Speaking to Aircraft Investor, a Norwegian spokesperson said, “Operating a young, modern fleet is a key part of our global expansion plans, ensuring we are as environmentally friendly as possible. We’re delighted to receive recognition of having one of the youngest fleets in the world, while continuing to offer passengers high quality travel at lower fares.”

Norwegian UK’s fleet comprises new Boeing 787-9 Dreamliners, delivered this year and one Boeing 737-800 that it has been operating since 2015. Norwegian Air UK was set up two years ago and is registered at Gatwick Airport. It is looking to expand its operations outside of Europe, having recently received tentative approval for a US foreign air carrier permit.

Its parent company Norwegian Air Shuttle reported a pre-tax profit of 861 million NOK ($108.62 million) for the first quarter of 2017, down slightly on last year. The airline attributes the drop to higher oil prices and Norway’s new air passenger taxes.

New and Old

The other top five youngest airline fleets are all under two years old.

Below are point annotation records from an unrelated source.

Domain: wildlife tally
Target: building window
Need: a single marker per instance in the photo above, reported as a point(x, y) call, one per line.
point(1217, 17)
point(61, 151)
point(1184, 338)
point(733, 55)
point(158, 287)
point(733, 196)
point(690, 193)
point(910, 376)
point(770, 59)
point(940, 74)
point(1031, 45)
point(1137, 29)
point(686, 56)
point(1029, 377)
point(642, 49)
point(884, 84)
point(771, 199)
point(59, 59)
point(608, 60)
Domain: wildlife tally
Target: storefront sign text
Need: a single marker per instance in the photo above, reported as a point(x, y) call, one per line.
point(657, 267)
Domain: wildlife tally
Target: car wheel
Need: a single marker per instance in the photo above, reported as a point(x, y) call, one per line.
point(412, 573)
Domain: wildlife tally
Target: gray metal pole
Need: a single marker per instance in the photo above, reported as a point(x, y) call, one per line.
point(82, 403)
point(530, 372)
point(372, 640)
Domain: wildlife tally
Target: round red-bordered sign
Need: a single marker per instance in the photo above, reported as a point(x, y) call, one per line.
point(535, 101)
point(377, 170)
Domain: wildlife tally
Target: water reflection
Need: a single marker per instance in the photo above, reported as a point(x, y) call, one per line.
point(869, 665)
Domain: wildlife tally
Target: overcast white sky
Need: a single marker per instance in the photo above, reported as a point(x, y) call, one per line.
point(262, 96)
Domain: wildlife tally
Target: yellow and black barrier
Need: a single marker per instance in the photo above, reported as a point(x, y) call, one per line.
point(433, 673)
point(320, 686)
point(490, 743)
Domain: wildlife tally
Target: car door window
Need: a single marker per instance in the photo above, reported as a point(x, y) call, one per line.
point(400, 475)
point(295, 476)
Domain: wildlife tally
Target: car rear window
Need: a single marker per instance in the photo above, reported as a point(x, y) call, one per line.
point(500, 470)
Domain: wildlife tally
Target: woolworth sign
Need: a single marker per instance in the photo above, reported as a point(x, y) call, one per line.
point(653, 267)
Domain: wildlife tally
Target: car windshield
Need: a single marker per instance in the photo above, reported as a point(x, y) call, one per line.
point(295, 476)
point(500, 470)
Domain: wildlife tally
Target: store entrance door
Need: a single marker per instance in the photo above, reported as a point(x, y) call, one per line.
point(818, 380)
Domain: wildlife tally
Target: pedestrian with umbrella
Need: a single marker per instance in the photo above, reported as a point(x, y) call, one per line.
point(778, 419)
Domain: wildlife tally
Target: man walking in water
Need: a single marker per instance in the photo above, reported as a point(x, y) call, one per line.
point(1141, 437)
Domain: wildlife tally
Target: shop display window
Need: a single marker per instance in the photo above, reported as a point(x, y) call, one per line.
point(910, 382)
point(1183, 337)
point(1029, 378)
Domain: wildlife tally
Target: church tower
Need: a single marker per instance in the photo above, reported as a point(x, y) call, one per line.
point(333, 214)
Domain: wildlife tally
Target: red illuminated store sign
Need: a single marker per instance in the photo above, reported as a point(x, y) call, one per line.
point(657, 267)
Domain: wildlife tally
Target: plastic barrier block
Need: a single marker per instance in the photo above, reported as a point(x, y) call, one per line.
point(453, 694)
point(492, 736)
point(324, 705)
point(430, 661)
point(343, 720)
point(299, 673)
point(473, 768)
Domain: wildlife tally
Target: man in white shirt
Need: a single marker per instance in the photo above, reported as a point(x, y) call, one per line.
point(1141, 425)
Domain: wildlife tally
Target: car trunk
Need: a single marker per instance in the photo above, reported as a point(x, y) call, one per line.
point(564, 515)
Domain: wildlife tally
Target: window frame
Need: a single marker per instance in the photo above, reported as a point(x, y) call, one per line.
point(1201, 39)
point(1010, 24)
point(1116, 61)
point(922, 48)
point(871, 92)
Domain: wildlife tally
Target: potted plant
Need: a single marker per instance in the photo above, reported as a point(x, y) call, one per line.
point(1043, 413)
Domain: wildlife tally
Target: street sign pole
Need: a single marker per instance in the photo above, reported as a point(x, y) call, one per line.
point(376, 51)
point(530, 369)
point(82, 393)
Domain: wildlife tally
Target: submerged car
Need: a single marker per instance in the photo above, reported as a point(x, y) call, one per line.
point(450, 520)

The airlines are Colorful Guizhou Airlines and Loong Air from China, Germany’s Eurowings, and Swiss Global Air Lines.

Commenting on the results, Thomas Jaeger, ch-aviation CEO, said: “What our data clearly shows is the tremendous growth in Europe and Asia over the past few years while carriers move to lower-cost models. And Chinese start-ups have the benefit of good access to capital for new aircraft.”

The airline with the oldest fleet is Kenya’s Fly Sax, with an average age of 36 years. This is followed by Canada’s Nolinor Aviation and Pacific Coastal Airlines, Western Air Bahamas and African Express Airways.

Jaeger added, “Obviously we see something quite different in Canada and Kenya, which both have a lot of smaller carriers operating in remote areas. Many African airlines which want to expand simply don’t have the cash for brand new aircraft.”